Qual è stato il più grande timore nel compiere questo salto di carriera?

All’inizio ero preoccupata per come avrebbero reagito i giocatori nel vedermi in un ruolo così diverso dato che mi hanno sempre conosciuta come segretario del Tour. Ma la reazione è stata sorprendente, mi hanno trattato con un rispetto dal primo momento che sono scesa in campo.

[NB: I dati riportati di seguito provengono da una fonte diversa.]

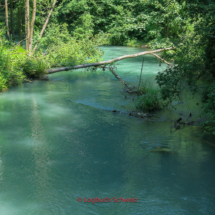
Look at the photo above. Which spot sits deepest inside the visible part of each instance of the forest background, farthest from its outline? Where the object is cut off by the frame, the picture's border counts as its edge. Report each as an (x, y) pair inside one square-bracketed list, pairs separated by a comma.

Qual è il torneo che sogni di arbitrare?

Potessi scegliere vorrei arbitrare il Masters, l’atmosfera che si respira all’Augusta National è davvero unica e poi vorrei essere la prima arbitro donna alla Ryder Cup 2022 al Marco Simone, nella mia città. Ma se parliamo del presente, arbitrare l’Open d’Italia all’Olgiata è stata un’esperienza che mi porterò sempre nel cuore. Essere presente sul campo nel quale sono cresciuta, di fronte ai soci e ad amici che mi conoscono da sempre, mi ha messo a mio agio. Ancora oggi faccio fatica a rendermi conto della fortuna e del privilegio che ho avuto nell’arbitrare quel torneo.

Gaia abbiamo finito, dimmi ora che hai fatto un pezzettino di storia dell’European Tour, dove vuoi arrivare?

Spero che dopo di me ci siano molto altre donne che possano intraprendere questo ruolo sul circuito europeo e, nel mio piccolo, desidero crescere ulteriormente e dedicarmi con tutta me stessa a questo lavoro che, in qualche modo, mi ha scelto e che faccio con passione. Tutto questo conciliando con il mio nuovo ruolo di vice-presidente dell’Olgiata, con la mia famiglia e, ovviamente, continuando a giocare a golf. A proposito, hai la sacca con te?